Suscríbete a Caminos del lógos (confirma suscripción
en tu bandeja de entrada) y échale un vistazo a esto.
No voy a escribir sobre Ready Player One porque no lo merece,
porque la he visto con absoluto desinterés y ya casi la he olvidado por
completo, pasadas sólo veinticuatro horas. No hay nada digno de mención en esta
película; es una mera sucesión de efectos visuales hilados por una trama sin
sentido que vive de las rentas de esa nostalgia de los 70, 80 y 90 que ahora lo
llena todo, esas “glorias pasas” de las que, con buen tino, se reían en South Park, donde las relacionaban con
la ola de neoconservadurismo que pretende devolver a las sociedades
occidentales a los “buenos viejos tiempos” (con independencia de la ironía, a
la que la ideología es inmune, de que esas décadas fueron mucho más libres y
progresistas que el presente; pero la nostalgia siempre se queda con aspectos
muy concretos y desecha el resto). No, no tengo ningún interés en escribir
sobre esta película vacía, sin contenido narrativo alguno, ni siquiera
técnicamente destacable ‒hoy los únicos CGI buenos son precisamente los que no
se notan, y en esta cinta ni siquiera hay innovaciones técnicas en su uso‒. Una
obra decadente de un genio del cine que ya sólo vive de imitar a sus propios
discípulos, el más triste final para todo creador.
Si escribo hoy sobre algo es
sobre la narrativa para adolescentes que recurre a la misma plantilla que esta
película, un género que me parece, probablemente, el más irritante que puede
haber. Historias como Divergente, Los juegos del hambre, El corredor del laberinto, La quinta ola (los “malos” son
extraterrestres, pero la idea es la misma que ahora comentaré), Ready Player One y tantas otras ‒ni
entro en las series de televisión‒ son la
misma historia. Y no sólo porque todas sean plagios descarados de historias
ya existentes (lo que Los juegos del
hambre hace con Battle Royale
supera, de hecho, todo descaro), sino porque, con independencia de ello, aunque
fueran productos originales, su trasfondo no podría ser más falso, por no decir
embaucador. Sus tramas “revolucionarias” únicamente disfrazan su carácter
legitimador del mismo sistema que supuestamente critican. La idea siempre es la
misma: un grupo de adolescentes se enfrenta al mundo de los adultos (“el
sistema”), que es decadente y corrupto y por ello debe ser destruido; tras una
serie de peripecias, terminan por conseguirlo, y lo transforman para ser ellos
los que crean un mundo nuevo en el que, por lo general, van a ejercer algún
control más o menos decisivo como nuevos líderes. Los nuevos Padres Fundadores.
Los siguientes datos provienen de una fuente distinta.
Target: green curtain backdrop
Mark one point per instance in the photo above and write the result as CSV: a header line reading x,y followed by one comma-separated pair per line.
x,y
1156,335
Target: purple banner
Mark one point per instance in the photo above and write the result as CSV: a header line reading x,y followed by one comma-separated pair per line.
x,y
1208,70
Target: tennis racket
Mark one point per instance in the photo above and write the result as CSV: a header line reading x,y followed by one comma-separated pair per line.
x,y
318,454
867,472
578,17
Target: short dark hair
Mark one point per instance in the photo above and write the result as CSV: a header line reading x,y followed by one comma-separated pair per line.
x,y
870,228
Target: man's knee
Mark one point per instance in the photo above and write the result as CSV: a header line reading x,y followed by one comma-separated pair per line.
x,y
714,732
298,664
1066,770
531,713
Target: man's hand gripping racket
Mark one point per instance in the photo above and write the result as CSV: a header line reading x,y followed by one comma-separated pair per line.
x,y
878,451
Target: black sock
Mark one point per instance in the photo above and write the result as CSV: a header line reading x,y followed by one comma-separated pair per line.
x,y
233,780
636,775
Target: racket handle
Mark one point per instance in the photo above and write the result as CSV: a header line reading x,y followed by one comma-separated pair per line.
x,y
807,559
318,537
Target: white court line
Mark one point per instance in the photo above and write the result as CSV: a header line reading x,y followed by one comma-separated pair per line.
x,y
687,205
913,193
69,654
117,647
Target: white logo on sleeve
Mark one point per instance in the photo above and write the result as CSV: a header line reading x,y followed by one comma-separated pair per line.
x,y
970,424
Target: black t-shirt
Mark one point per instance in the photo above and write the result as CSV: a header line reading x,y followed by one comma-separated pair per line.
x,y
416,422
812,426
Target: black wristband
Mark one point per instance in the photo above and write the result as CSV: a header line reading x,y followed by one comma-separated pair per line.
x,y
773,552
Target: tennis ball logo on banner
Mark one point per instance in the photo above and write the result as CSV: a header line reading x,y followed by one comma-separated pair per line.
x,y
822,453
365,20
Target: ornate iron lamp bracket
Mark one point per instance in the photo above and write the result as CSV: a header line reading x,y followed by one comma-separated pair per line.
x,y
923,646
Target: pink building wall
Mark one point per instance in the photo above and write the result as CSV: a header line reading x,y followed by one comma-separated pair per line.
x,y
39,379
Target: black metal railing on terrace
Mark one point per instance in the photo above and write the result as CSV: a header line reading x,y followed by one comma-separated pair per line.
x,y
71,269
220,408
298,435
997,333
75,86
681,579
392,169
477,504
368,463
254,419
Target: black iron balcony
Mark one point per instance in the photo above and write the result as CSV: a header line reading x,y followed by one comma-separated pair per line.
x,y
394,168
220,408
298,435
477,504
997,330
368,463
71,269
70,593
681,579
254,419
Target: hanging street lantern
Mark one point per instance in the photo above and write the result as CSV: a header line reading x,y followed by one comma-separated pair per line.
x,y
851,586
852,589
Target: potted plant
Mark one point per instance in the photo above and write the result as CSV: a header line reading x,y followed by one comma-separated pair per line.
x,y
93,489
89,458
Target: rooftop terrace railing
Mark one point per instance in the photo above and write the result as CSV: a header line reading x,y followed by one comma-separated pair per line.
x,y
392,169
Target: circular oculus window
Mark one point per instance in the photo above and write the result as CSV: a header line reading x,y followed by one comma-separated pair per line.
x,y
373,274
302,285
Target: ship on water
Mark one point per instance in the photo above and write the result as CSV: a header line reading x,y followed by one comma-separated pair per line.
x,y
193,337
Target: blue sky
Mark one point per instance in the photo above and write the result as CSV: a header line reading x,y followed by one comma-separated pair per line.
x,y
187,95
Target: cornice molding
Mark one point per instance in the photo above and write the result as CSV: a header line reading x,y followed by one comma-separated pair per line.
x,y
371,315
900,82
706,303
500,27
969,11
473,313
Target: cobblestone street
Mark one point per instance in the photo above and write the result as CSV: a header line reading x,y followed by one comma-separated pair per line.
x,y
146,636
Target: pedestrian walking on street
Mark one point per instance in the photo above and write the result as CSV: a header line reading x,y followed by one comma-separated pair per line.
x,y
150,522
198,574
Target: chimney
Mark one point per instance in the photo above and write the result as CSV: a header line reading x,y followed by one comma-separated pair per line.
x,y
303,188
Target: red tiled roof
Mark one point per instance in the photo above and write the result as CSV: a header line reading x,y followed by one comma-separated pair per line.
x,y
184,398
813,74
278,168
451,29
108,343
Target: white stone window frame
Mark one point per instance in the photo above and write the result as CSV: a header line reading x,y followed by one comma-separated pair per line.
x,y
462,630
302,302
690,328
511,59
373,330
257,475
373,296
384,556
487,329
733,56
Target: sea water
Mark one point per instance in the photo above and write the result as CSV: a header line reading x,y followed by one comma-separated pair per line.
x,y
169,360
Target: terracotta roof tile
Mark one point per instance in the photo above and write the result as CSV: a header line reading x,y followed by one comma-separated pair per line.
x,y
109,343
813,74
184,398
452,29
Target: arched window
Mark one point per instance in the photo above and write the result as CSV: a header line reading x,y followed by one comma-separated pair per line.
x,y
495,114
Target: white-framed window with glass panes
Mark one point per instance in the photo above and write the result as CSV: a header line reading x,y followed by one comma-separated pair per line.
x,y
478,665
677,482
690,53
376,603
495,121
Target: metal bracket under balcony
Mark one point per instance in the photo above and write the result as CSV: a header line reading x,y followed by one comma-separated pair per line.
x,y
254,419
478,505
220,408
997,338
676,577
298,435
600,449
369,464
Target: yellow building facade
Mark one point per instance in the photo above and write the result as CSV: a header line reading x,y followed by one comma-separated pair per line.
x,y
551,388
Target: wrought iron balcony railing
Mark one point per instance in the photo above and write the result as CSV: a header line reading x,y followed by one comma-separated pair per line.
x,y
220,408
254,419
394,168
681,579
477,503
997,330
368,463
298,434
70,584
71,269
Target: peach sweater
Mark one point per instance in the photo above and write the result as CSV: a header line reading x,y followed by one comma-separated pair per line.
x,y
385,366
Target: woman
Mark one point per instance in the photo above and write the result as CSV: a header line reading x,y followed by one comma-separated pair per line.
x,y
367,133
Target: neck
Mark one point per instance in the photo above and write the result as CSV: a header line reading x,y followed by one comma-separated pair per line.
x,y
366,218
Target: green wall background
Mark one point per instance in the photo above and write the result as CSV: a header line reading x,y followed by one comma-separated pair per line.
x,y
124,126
Tras estos argumentos, de lo que llamaría el “marxismo hollywoodiense” (¡si
Dalton Trumbo levantara la cabeza!), uno podría ver a primera vista,
ciertamente, un ideal revolucionario. Pues no. Nada más opuesto a la realidad.
Un momento, antes de
seguir. Cabría decir, es cierto ‒y ello va tanto por su contenido como por su
carácter esquemático y repetitivo‒, que estas sagas de adolescentes son el
nuevo “viaje del héroe”, actualizado para tener sentido para los jóvenes de hoy
en día, en una versión quizá muy simplificada. Así como para los niños, en los
cuentos populares, el mal ha estado representado tradicionalmente por la bruja
malvada (o el Coco, etc.) que quiere comérselos tras cebarlos, o ‒más
explícitamente‒ por el lobo que persigue a la niña que se interna en el bosque
con sus dulces (o sea, un violador), para los adolescentes es necesario un giro
argumental. El mundo al que están a punto de enfrentarse es el de los adultos, quienes
por tanto son, en cierto modo, “el enemigo” ‒cuanto más inmaduro es el
adolescente, tanto más así los ve‒. El poder, visto como “la capacidad de
impedirme hacer lo que me apetece”, lo ostenta esa generación de mayores ya
situados que conforman “el sistema” (el cual los adolescentes, por lo general,
no entienden, y lo simplifican al máximo en sus tempranas conceptualizaciones
maniqueas). Hay que combatir a éstos para llegar a ser el que uno ha de ser ‒o
sea, como se dice ahora en pseudocastellano traducido de pseudoinglés,
“empoderarse”, esa palabra cobarde para evitar decir lo que se quiere decir,
que es “apoderarse”‒. La metáfora de fondo de este viaje generacional, que
podría verse como algo relativamente sano, es: vas a tener que madurar y pelear por las cosas, porque ya no te lo van
a dar todo hecho papá y mamá.
Pero volvamos al asunto, pues a
partir de ahí empieza lo psicopolíticamente falso, y yo diría que hasta insano. Estas narrativas presentan
siempre a los adultos como los malos
(salvo alguno, “aliado” de los adolescentes, que tendrá que morir
convenientemente para dar más legitimidad aún a la lucha de éstos), y no sólo
eso, sino además estúpidos. Unos
tontos ‒que evocan la imagen distorsionada que los jóvenes tienen de sus
propios padres, siempre “desfasados”‒ a los que la sobrada rabia y preparación
de los adolescentes sabrá cómo derrocar con algún plan genial del líder de
turno. Los mayores poseen ejércitos y toda clase de recursos, pero gracias al “efecto
stormtrooper” (Roger Ebert dixit), éstos nunca les valdrán de nada,
pues ese ejército sólo actúa de cinco en cinco, está formado por lerdos y
torpes, y el resto nunca está donde se lo necesita. Así que la muchachada
triunfará en su alzamiento contra el orden
capitalista-patriarcal-antiecologista-gerontocrático representado por (todo sea
dicho de paso) varones blancos heterosexuales de aspecto nazi ‒aunque a veces se
introduce una mujer blanca, para demostrar que ellas también pueden mandar y
que el mensaje de la peli no sea netamente machista‒. Frente a ellos, los
jóvenes aspirantes al trono representan lo contrario: son multiétnicos, cumplen
las cuotas de género y representan los valores de la salud (nunca fuman ni beben, y si alguno lo
hace, es el que muere o es el traidor), el ecologismo, y la cantidad apropiada
de tradicionalismo socialmente aceptado como “moderno”.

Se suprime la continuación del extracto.